The Sheriff’s Department, he said, could ill afford to have a deputy transport Reid to her many medical appointments. Releasing Reid also is an “honest attempt to manage the inmate population,” he said.

The county is under a court order to relieve overcrowding at each of its six jails although it does not exceed the court-ordered cap at Las Colinas.

Cmdr. Decker said he considers Reid at minimal risk of committing the same crime.

“As bad as drunken vehicular manslaughter is, and it is a violent crime, we know that when someone like that is sober, they won’t do it again,” he said. “They are not going to go out and purposely kill.”

Dick Ariessohn, the supervising counselor for inmates under the electronic surveillance program, said that “although it doesn’t look quite kosher” that Reid was released so early in her sentence, it costs the county nothing to have the woman treated by her own doctor rather than charging her medical services to the Sheriff’s Department.

Advertisement

Most of the 20 women under electronic monitoring, he said, were convicted of property crimes, drug possession, embezzling and other low-level crimes.

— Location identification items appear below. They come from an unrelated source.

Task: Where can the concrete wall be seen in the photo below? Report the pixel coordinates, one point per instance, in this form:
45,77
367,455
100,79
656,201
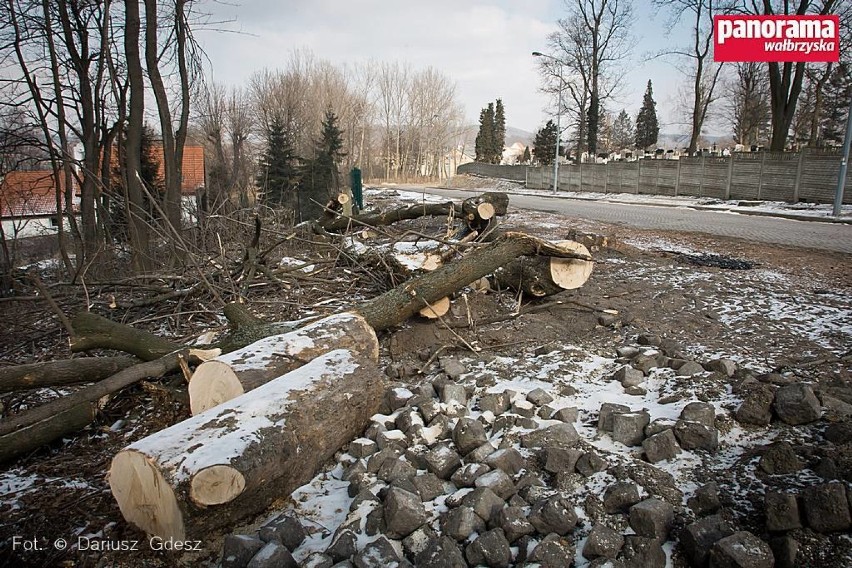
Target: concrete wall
770,176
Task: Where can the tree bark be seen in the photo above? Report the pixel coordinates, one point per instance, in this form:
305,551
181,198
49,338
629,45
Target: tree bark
397,305
63,372
231,462
28,430
229,376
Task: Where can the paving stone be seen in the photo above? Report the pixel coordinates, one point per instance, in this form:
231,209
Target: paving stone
699,537
701,412
468,435
608,410
285,529
741,550
497,403
441,552
827,508
418,541
561,460
590,463
461,522
514,523
498,482
689,369
378,554
620,496
602,542
481,453
397,397
566,414
652,518
725,366
784,550
466,475
442,461
782,512
523,408
661,447
490,549
643,551
395,470
706,499
757,405
238,550
696,436
318,560
403,512
557,435
362,447
629,427
539,397
509,460
554,552
273,555
797,404
628,376
343,546
554,515
484,503
780,458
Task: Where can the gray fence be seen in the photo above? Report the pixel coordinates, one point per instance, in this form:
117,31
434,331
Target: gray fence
516,173
772,176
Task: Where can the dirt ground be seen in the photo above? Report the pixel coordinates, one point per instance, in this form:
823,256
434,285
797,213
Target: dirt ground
789,312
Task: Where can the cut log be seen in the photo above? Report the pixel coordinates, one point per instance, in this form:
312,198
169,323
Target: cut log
61,372
436,310
228,376
397,305
31,429
92,331
541,276
233,461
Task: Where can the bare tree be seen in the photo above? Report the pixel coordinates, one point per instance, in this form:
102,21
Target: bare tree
703,73
591,42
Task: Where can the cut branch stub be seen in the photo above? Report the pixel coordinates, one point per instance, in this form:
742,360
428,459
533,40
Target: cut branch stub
228,376
234,460
540,276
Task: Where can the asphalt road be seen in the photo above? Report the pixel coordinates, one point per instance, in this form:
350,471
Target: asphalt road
773,230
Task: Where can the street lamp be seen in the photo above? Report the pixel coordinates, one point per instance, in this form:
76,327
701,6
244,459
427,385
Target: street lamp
558,116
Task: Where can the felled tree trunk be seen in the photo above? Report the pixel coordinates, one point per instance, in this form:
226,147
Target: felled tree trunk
230,375
232,461
397,305
540,276
62,372
31,429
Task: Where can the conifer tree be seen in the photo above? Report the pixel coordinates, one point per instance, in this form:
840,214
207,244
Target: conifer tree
545,144
499,132
278,175
647,127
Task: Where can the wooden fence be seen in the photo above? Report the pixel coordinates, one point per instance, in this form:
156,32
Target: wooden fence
808,175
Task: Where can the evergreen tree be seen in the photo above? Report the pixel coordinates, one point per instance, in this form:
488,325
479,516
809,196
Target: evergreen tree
278,175
836,95
484,145
647,127
544,148
499,132
623,132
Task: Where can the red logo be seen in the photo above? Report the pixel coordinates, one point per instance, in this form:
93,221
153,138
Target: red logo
776,38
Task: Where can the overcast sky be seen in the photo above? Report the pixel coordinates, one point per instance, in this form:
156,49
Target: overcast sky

After checking with his staff, Ariessohn said Reid had taken no “unauthorized leaves” but he had not spoken with the student who reported seeing her at a mall. Bonnie Helander, a MADD volunteer coordinator, said Tuesday that she had located the student, who was willing to confirm the information but who wished to remain anonymous.

Another MADD representative, Paula Myers, said the organization’s six-member board probably will not meet until next month. In the meantime, she said, individual members might begin writing letters and telephoning elected officials to complain about the one-month jail term.

“We’re definitely outraged and supportive of Lori (Cramer),” Myers said. “The system has screwed her over again. We want to find out what happened and make sure it does not happen again. We know we can’t change the system. But we can raise public awareness.”

Following publication of the early release in The Times Tuesday, Cramer had been besieged by media interviews, including two talk shows in Los Angeles and two television stations in San Diego.

Cramer said she was grateful that her story was being told and although she wants Reid returned to jail, she does not believe it will ever happen.

Advertisement

“They say she’s not a threat to society but she was a threat to my husband,” Cramer said. “I hope she thinks about that every day of her life.”